Naya Koutroumani: Underground



Naya Koutroumani


Underground

 

IT WAS AFTER FIVE when they buried me. I tried to breathe deeply, but dirt covered me and I sank into darkness. Then it started raining. The water dripped all over me, around me, inside me. It talked: ‘Don’t worry. Soon you’ll see the light again.’

       Yeah! Sure. I didn’t need such kindness. They stuffed me inside a tomb, with no way to deal with that unbearable silence. Did I say silence? No. Not silence. When sight became obsolete, my ears started picking up sounds. There was a lot going on in there. First, an endless tramping of millions of ants digging catacombs, carrying loot, satisfying the queen. Then it was the hissing. Devouring worms trying to spot me. There was also something else which I couldn’t make out. Something was happening right inside of me. A kind of intestine swelling. My skin being torn apart. A disease of the darkness.

       Every day I heard voices coming from the world above the ground. They stamped on my grave with their heavy galoshes and laughed. Pigs! I’d like to see them in my place. My only relief was when rain soaked the ground, refreshing my bones, making me feel alive. Its voice became a balsam to my painful existence:

       ‘Soon now. You’re going to see the light in a few days.’

       During the endless hours debating with myself, I was wondering what the hell did I do to deserve such punishment. Even if I was a murderer, they would have given me the electric chair and everything would be over in a minute. But this torture was to last forever. There was no sense of time inside the bowels of the earth.

       Suddenly, I heard a girl screaming. Another soul had been buried there. I think even deeper. I suppose I should thank God, for there was worse.

       ‘Is anybody there?’ I yelled. ‘Do you hear me? Are you buried in here too?’

       A strangled sigh. I stretched my ears.

       ‘Help!’ I heard a woman crying clearly now: ‘Is anybody there?’

       ‘Yes! I can hear you!’ My heart filled with joy. ‘You’re not alone. I’m down here too. Next to you!’ And that next to you gave me the power to live. Because now I had to be strong for  her.

       ‘My skin,’ she cried. ‘It’s cracking open!’

       ‘Don’t worry! It happens. You have to be patient. I heard that in a couple of days we’ll be out of here.’

       I tried to make my voice soothing and convince myself the rumours were true. ‘The only thing you need to do is try to move as little as possible. Don’t let the worms feel you’re here. Do you understand? It’s just a matter of time. Try to hold on.’

       I knew I had given her hope. She wasn’t crying anymore. How I wish I could see her. Hold her tight against my body. But the ground was thick and I was weak. The rain, my redeemer, fell on me. ‘Tomorrow,’ it whispered. ‘You’re out tomorrow.’

       I wished it was right. ‘Will the girl come out too?’ I shouted, but there was no answer.

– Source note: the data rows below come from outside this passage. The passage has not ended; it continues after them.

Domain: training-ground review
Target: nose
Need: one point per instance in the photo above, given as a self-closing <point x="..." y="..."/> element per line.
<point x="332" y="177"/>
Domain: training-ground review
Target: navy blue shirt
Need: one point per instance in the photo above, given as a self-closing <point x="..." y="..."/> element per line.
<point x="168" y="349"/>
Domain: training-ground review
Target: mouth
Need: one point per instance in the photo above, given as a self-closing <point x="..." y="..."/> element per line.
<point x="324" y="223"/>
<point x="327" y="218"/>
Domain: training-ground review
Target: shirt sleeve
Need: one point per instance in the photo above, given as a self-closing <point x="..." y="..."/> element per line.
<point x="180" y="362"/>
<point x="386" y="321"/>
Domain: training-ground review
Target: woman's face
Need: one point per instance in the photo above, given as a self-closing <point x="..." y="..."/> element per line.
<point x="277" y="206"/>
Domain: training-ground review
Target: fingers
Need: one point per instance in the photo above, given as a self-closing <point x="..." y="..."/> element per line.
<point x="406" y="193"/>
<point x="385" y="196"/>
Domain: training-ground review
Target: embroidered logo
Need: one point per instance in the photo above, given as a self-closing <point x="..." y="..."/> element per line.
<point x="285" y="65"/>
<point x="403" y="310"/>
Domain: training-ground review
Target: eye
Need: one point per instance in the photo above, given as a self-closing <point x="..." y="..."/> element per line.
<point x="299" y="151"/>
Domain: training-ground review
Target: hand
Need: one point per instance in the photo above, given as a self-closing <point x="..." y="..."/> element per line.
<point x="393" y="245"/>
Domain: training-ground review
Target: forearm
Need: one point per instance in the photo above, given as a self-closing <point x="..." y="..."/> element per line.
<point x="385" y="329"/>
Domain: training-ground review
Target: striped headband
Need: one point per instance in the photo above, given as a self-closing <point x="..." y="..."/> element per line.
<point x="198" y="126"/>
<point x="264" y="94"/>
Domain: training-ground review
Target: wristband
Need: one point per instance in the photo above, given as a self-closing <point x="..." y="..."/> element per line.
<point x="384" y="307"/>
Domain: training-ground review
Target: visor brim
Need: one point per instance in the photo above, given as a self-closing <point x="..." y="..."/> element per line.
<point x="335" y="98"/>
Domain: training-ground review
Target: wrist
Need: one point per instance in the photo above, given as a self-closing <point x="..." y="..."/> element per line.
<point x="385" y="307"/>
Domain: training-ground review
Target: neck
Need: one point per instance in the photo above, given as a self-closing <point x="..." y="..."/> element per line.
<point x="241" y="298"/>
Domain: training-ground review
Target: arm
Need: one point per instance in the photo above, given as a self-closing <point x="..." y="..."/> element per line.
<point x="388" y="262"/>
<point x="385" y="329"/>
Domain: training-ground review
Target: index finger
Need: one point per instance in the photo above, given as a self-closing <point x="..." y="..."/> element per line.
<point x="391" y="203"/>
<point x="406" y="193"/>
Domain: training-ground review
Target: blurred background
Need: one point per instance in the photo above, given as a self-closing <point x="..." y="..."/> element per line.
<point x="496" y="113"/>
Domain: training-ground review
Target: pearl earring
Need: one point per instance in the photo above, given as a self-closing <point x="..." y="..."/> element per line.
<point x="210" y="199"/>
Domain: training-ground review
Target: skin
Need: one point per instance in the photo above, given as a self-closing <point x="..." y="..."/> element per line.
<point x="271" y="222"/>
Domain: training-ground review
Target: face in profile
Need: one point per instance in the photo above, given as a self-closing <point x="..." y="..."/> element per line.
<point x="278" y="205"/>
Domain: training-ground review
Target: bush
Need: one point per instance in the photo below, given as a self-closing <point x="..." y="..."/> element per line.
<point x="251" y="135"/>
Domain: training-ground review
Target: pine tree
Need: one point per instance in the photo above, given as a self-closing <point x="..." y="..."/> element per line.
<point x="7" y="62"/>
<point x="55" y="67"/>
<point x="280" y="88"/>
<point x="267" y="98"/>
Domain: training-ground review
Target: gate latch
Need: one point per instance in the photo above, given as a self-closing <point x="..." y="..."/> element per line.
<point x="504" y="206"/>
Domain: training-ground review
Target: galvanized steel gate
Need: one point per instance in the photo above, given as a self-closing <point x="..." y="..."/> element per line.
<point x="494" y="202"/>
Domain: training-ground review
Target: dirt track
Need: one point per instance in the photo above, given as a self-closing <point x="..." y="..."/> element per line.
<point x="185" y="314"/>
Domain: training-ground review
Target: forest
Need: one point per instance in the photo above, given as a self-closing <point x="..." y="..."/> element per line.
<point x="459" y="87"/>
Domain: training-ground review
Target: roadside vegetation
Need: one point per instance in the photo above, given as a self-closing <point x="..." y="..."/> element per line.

Only dripping.

       ‘Do you hear me?’ I yelled to her. ‘We’ll be out of here by tomorrow!’

       There was no response. Just a sound coming right out of hell’s jaws. Worms were eating something or someone on my left.

       It wasn’t fair. I couldn’t lose my best friend like that. I bit myself hard, bones and muscles hurt, and I let out a scream that froze the pigs’ laughter aboveground, I’m sure. My body opened up like a ripe melon. Green stuff came out of my skin and moved straight up. Was I dying? I tore up the layer separating dirt from sky and burst out in the sunlight. Barely. But I could breathe the air again.

       A hand touched me. ‘Look, Dad! Here comes the first bean!’

       Oh my God! I was a bean. I was never going to walk, love, go to school. Never get married or have a dog or a car or spend lazy Sunday mornings reading my newspaper in the livingroom.

       I gazed at the open fields. The other beans would spring out any minute now. Except for the bean on my left. She didn’t have the chance. At least, I thought, she died without knowing. Who knows? Maybe she was the luckiest of us all.



Source: First published on the blog Bonsai Stories (October 25, 2010).

Naya Koutroumani (Athens, 1963). Writes stories for advertising and for herself. Some of the latter have been published in literary magazines like Planodion, Diastixo and The Books Journal. She is about to take the plunge with a collection of short stories.

Translated from the Greek by the author.